The Austin City Council gave initial approval this morning to keeping city council elections in May. Mayor Lee Leffingwell and Council Members Mike Martinez and Chris Riley cast the dissenting votes.
Council members who supported the measure, including Bill Spellman and Laura Morrison, argued for keeping city elections in May rather than November would to prevent city issues from being overwhelmed by state ballot measures. They also said that holding city elections in November ran the risk of disenfranchising certain voters by extending the terms of current city council members without a vote of the people.
Supporters of a November voting date argued that a late fall election date would allow the city to share costs of holding an election. Mayor Leffingwell told his colleagues that the drive behind Senate Bill 100 was to make sure service members stationed overseas would have sufficient time to vote in both regular and runoff elections.

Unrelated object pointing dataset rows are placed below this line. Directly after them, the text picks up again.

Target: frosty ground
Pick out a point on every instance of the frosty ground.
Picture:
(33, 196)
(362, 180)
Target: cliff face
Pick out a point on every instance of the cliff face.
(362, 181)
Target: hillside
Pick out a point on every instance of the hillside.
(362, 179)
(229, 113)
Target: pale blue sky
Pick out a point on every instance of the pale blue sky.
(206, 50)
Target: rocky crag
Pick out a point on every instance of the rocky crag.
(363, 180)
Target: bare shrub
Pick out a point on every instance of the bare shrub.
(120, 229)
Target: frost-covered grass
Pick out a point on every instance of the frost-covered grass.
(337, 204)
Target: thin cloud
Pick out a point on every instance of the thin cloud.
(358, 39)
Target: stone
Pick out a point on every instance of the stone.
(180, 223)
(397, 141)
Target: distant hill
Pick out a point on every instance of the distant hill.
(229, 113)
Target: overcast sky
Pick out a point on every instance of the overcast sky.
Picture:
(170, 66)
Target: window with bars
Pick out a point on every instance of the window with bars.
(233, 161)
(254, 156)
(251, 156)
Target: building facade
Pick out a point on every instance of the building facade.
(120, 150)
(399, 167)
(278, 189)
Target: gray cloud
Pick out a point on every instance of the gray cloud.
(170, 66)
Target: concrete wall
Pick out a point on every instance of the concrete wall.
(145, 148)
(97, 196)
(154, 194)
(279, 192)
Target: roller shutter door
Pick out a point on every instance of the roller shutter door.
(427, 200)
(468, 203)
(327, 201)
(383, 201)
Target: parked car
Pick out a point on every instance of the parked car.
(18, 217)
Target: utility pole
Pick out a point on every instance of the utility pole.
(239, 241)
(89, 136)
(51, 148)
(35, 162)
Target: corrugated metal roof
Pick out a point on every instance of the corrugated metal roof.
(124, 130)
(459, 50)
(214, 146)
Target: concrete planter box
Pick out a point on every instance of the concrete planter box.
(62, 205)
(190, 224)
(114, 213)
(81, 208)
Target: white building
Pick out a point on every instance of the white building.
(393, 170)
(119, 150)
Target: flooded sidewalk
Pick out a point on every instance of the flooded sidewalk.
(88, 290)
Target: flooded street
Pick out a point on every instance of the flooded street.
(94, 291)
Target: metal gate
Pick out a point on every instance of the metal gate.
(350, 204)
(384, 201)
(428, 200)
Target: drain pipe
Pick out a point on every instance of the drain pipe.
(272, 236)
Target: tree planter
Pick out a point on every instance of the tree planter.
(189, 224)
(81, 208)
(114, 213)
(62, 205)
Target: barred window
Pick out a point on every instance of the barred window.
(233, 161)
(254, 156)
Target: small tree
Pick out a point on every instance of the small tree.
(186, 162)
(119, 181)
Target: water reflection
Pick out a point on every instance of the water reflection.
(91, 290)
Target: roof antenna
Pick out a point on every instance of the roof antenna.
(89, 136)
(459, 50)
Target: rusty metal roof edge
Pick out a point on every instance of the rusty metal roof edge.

A bill passed by the legislature earlier this year changed the date for runoff elections for the March statewide primary. That new date--45 days after the primary election--falls in the middle of the voting cycle for Austin elections, traditionally held in mid-May.
Travis County Clerk Dana DeBeauvoir, the county's chief elections officer, told council members that the effective sandwiching of city elections between the primary and the primary runoff shocked many elections officials across the state. She added that other towns in the county are considering the move to November elections, and that Austin could be the only town on the springtime ballot. The price tag for that would be around $300,000.